Among her relay of defensive tweets, Sia also sent out a tweet to her 3.8 million followers: "Grrrrrrrrrr. F—ity f— why don't you watch my film before you judge it? FURY."
In reply to others, Sia wrote simply "such bulls—" and called one criticism "100% fake news."
Sia says she had 'two people on the spectrum' advising her on the movie 'at all times,' but people are also taking issue with the autism organization partnered on the film
An added layer of criticism comes from the association of a group called Autism Speaks with "Music."
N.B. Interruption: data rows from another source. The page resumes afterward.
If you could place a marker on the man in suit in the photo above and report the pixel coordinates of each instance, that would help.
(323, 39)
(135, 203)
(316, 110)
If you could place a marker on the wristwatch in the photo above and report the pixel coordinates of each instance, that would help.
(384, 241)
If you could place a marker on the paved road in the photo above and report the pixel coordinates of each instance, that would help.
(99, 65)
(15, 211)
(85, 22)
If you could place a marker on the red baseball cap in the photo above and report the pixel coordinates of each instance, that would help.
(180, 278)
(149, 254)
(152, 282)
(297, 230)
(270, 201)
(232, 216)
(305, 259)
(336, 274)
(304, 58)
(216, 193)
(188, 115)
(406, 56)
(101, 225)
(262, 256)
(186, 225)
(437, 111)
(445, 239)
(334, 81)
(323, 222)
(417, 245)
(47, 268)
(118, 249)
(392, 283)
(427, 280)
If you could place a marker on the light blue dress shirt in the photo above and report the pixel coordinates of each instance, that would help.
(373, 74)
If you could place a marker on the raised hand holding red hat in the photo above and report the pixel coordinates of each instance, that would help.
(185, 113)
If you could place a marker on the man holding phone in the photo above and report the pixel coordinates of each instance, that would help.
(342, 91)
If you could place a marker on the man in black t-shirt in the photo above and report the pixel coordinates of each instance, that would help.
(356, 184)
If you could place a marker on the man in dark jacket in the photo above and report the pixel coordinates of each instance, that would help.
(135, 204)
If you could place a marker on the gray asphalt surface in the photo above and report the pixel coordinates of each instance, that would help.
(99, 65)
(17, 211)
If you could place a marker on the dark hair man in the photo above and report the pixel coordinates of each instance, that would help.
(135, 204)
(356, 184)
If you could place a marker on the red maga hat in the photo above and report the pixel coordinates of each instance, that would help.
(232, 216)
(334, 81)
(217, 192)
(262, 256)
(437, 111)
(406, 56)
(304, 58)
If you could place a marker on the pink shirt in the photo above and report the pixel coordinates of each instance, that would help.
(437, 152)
Autism Speaks has been a divisive organization for many years. Many people with autism take serious issue with the group's harmful descriptions of the disorder — for example, the way the organization's advertising has compared autism to "pediatric AIDS, cancer, and diabetes."
"As the largest nonprofit related to autism, it spent years promoting ideas and information that furthered stigma and misunderstanding about the condition," Sara Luterman wrote in the Washington Post earlier this year.
"Autism speaks came on board long after the film was finished, four years in fact," Sia told one person on Twitter. "I had no idea it was such a polarizing group!"
Sia continued to stand by her decisions around the film, and encouraged her detractors to watch the movie before making judgments.
"I believe this movie is beautiful, will create more good than harm and if I'm wrong I'll pay for it for the rest of my life," Sia tweeted to one person.
"Music" is set to premiere on February 12, 2021.